La Cour de justice de l’Union européenne, par un arrêt rendu le 22 juin 2017, précise les conditions de vérification de la durabilité des biocarburants. Une société importe du biogaz durable d’un État membre vers un autre en utilisant des réseaux gaziers nationaux interconnectés pour son transport. L’autorité nationale compétente impose toutefois que le bilan massique requis s’effectue dans un lieu géographiquement délimité, excluant de fait les importations par réseau. La juridiction de renvoi interroge la Cour sur la validité de cette exigence au regard de la directive de 2009 et de la libre circulation. Le juge de l’Union considère que la directive ne crée pas d’obligation d’importation mais que le droit primaire s’oppose à des restrictions nationales discriminatoires. L’étude de cette décision permet d’analyser l’autonomie encadrée des États dans la gestion de l’énergie renouvelable avant d’aborder la protection nécessaire du marché intérieur.
I. L’autonomie encadrée des États membres dans la vérification de la durabilité énergétique
IA. L’absence d’obligation de libre circulation inconditionnelle dans la directive sectorielle
L’article 18 de la directive relative à la promotion de l’énergie produite à partir de sources renouvelables n’organise pas une libre circulation absolue du biogaz. La Cour souligne que cette disposition « a pour seul objet d’instaurer des mécanismes de vérification destinés à garantir la correcte application » des critères de durabilité harmonisés. Le législateur européen n’a pas entendu réguler de manière exhaustive les modalités d’importation physique du biocarburant entre les différents territoires de l’Union. Les États ne sont donc pas tenus, par le seul texte de la directive, d’autoriser les importations via leurs réseaux gaziers nationaux interconnectés.

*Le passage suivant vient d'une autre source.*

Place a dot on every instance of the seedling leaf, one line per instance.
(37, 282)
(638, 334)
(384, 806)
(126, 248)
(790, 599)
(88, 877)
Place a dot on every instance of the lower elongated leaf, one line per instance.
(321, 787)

Cette solution respecte la marge de manœuvre du législateur européen qui peut procéder à une harmonisation des législations nationales par étapes successives seulement.

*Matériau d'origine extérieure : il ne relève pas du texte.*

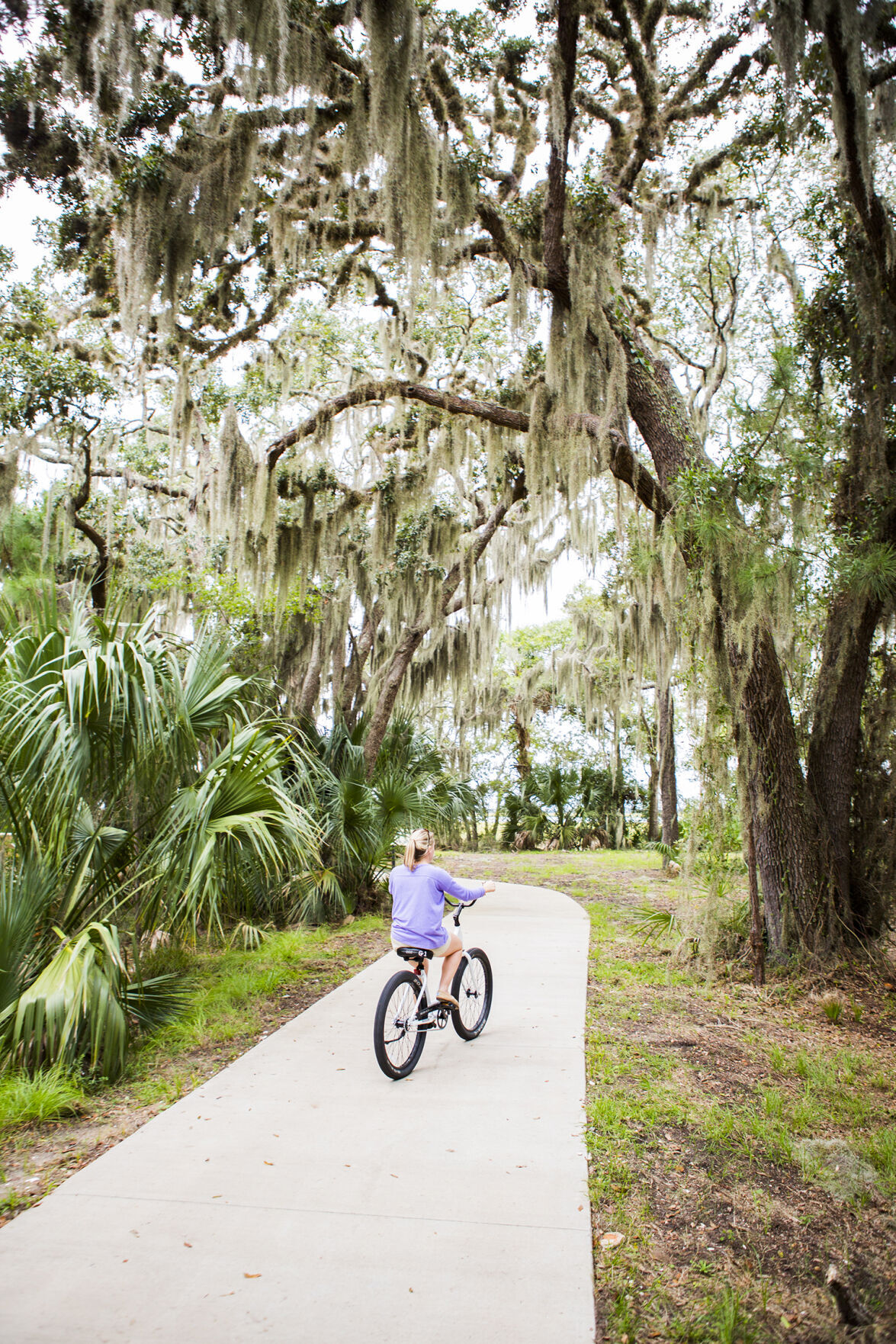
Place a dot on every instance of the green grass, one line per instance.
(49, 1095)
(229, 987)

IB. Le maintien d’une marge d’appréciation nationale dans la mise en œuvre du bilan massique
Les autorités nationales conservent une compétence résiduelle pour définir les conditions concrètes de fonctionnement du système obligatoire dit de bilan massique. Ce mécanisme doit permettre de mélanger des lots aux caractéristiques différentes tout en assurant que les informations de durabilité restent associées au mélange final. La Cour précise que « les États membres conservent une marge d’appréciation et de manœuvre » pour déterminer les exigences techniques imposées aux divers opérateurs économiques. Cette autonomie permet d’adapter les contrôles aux spécificités des infrastructures énergétiques locales sans toutefois remettre en cause l’intégrité globale du système de vérification. L’exercice de cette compétence nationale reste néanmoins soumis au respect des principes fondamentaux du traité, dont la libre circulation des marchandises constitue un pilier.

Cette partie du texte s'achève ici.